Alexander A. Ivaniuk Alexander A. Ivaniuk received the M.Eng. degree in Belarusian State University of Informatics and Radioelectronics (BSUIR), Minsk, Republic of Belarus, in 1999 he received the Ph.D. degree from BSUIR and in 2010 the Dr.S. (Doctor of Science) degree from BSUIR. He served as an Assistant of Professor and as an Associated Professor at the department of Software for Information Technologies in BSUIR form 1998 to 1999 and from 1999 to 2008 respectively. He served as a head of the Computational Methods and Programming

Department in BSUIR from 2008 to 2013 and as a head of the Computer Science Department in BSUIR from 2013 to 2014. Since 2014, he is a professor at the Computer Science Department in BSUIR. His areas of research interest are Design and Testing of Digital Devices and Systems, Fault-tolerant Computing, Hardware Synthesis and Simulations, Embedded Systems Design and Programming, Hardware Cryptography. He is a coauthor of 8 books, one book chapter, more than 40 journal papers and more than 60 international conference papers. He is a member of the IEEE Circuits and Systems Society and IEEE Computer Society.

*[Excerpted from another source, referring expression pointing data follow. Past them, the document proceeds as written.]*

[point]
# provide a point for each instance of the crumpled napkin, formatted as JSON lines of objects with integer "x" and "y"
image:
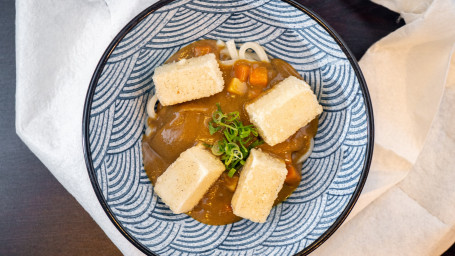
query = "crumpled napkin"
{"x": 408, "y": 202}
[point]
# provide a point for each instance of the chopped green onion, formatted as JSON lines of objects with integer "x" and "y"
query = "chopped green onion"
{"x": 238, "y": 139}
{"x": 231, "y": 172}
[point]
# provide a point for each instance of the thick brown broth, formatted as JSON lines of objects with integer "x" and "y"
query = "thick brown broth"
{"x": 179, "y": 127}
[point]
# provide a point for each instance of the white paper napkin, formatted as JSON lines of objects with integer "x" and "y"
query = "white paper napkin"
{"x": 408, "y": 202}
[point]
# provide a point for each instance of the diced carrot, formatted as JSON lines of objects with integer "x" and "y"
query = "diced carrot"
{"x": 253, "y": 93}
{"x": 242, "y": 71}
{"x": 202, "y": 50}
{"x": 258, "y": 77}
{"x": 236, "y": 86}
{"x": 293, "y": 176}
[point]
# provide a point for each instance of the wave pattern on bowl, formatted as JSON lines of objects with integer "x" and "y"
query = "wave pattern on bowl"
{"x": 117, "y": 118}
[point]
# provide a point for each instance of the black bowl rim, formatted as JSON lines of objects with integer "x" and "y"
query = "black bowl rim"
{"x": 94, "y": 81}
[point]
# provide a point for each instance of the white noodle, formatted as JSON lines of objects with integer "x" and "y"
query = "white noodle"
{"x": 256, "y": 48}
{"x": 228, "y": 62}
{"x": 232, "y": 49}
{"x": 148, "y": 131}
{"x": 307, "y": 154}
{"x": 151, "y": 106}
{"x": 220, "y": 43}
{"x": 251, "y": 56}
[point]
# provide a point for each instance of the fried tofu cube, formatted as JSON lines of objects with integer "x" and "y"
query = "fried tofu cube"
{"x": 185, "y": 181}
{"x": 261, "y": 179}
{"x": 188, "y": 79}
{"x": 284, "y": 109}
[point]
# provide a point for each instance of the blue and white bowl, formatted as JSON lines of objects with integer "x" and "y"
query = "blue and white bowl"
{"x": 114, "y": 118}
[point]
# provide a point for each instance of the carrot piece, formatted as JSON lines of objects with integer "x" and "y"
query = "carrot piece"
{"x": 293, "y": 176}
{"x": 236, "y": 86}
{"x": 202, "y": 50}
{"x": 242, "y": 71}
{"x": 253, "y": 93}
{"x": 258, "y": 77}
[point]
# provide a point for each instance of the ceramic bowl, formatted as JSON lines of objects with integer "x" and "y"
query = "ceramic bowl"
{"x": 114, "y": 118}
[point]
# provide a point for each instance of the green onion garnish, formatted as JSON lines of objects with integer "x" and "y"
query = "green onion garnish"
{"x": 238, "y": 139}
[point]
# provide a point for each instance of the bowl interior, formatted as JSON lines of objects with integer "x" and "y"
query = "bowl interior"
{"x": 115, "y": 115}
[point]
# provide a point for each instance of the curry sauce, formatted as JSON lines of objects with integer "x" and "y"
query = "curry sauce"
{"x": 181, "y": 126}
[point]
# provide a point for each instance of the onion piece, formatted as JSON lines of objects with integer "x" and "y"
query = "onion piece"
{"x": 232, "y": 49}
{"x": 151, "y": 106}
{"x": 307, "y": 154}
{"x": 256, "y": 48}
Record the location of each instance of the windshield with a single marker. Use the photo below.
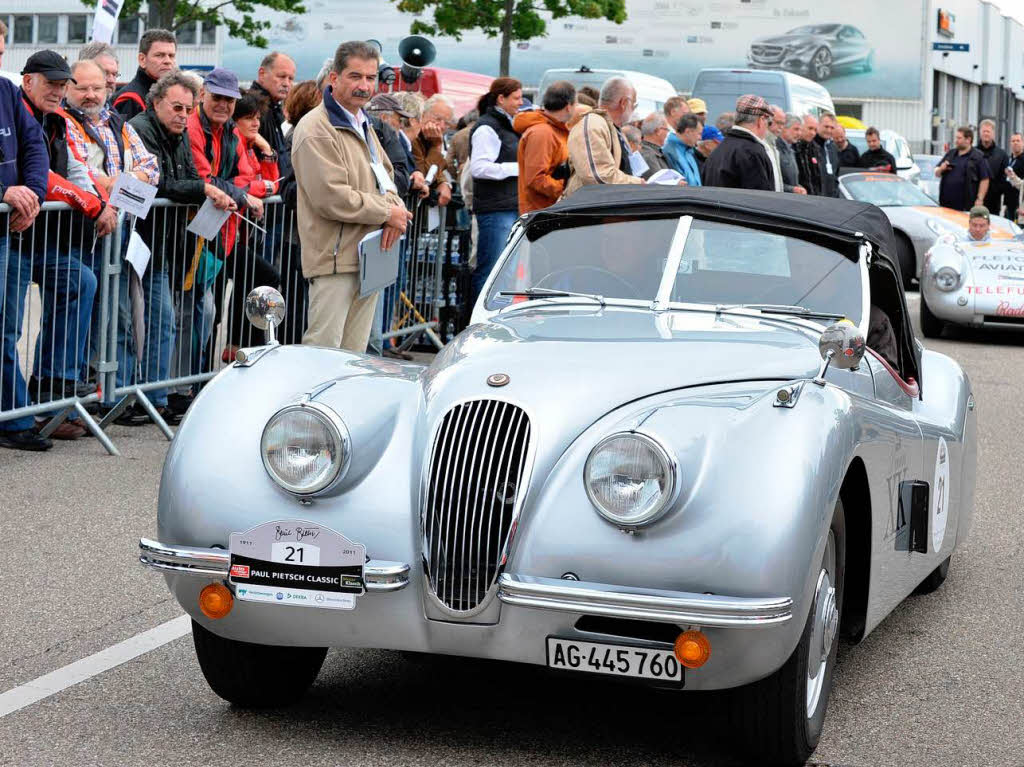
(885, 189)
(721, 264)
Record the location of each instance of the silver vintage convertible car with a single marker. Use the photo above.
(663, 453)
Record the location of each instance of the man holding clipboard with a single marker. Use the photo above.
(345, 190)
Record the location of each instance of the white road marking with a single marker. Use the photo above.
(61, 679)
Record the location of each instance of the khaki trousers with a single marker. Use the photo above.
(338, 317)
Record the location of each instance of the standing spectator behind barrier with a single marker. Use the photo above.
(849, 156)
(675, 108)
(786, 156)
(104, 55)
(543, 153)
(162, 128)
(300, 102)
(680, 148)
(742, 161)
(53, 260)
(493, 164)
(110, 146)
(429, 148)
(876, 158)
(345, 192)
(829, 155)
(997, 161)
(654, 131)
(158, 51)
(24, 170)
(597, 150)
(808, 156)
(273, 82)
(964, 172)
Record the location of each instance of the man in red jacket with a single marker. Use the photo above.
(543, 154)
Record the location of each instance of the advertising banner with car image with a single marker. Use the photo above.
(857, 50)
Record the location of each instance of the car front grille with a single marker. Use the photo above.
(475, 484)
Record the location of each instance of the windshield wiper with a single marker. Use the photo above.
(775, 308)
(549, 293)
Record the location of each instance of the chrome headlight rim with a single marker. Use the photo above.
(338, 430)
(946, 271)
(668, 498)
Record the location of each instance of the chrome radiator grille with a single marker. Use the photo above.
(477, 468)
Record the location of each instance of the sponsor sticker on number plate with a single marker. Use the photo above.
(296, 562)
(614, 659)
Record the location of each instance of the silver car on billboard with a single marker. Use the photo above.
(665, 452)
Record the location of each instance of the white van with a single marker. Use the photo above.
(652, 91)
(720, 88)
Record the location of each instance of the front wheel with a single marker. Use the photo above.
(931, 326)
(258, 676)
(782, 715)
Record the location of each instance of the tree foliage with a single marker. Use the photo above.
(512, 19)
(242, 17)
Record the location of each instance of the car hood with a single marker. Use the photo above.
(610, 356)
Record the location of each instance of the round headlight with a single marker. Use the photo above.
(630, 479)
(305, 448)
(947, 279)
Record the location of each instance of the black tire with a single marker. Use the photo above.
(907, 259)
(772, 714)
(931, 326)
(257, 676)
(935, 579)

Chip-Hong Chang Chip-Hong Chang (S'92–M'98– SM'03–F'18) received the B.Eng. (Hons.) degree from the National University of Singapore in 1989, and the M. Eng. and Ph.D. degrees from Nanyang Technological University (NTU), Singapore in 1993 and 1998, respectively. He served as a Technical Consultant in industry prior to joining the School of Electrical and Electronic Engineering (EEE) of NTU in 1999, where he is currently an Associate Professor. He holds joint appointments with the university as Assistant Chair of Alumni from 2008 to

2014, Deputy Director of the Center for High Performance Embedded Systems from 2000 to 2011, and Program Director of the Center for Integrated Circuits and Systems from 2003 to 2009. He has coedited four books, published ten book chapters, around 100 international journal papers (two-thirds are IEEE) and more than 170 refereed international conference papers (mostly in IEEE). His current research interests include hardware security, residue number systems, and application-specific digital signal processing algorithms and architectures.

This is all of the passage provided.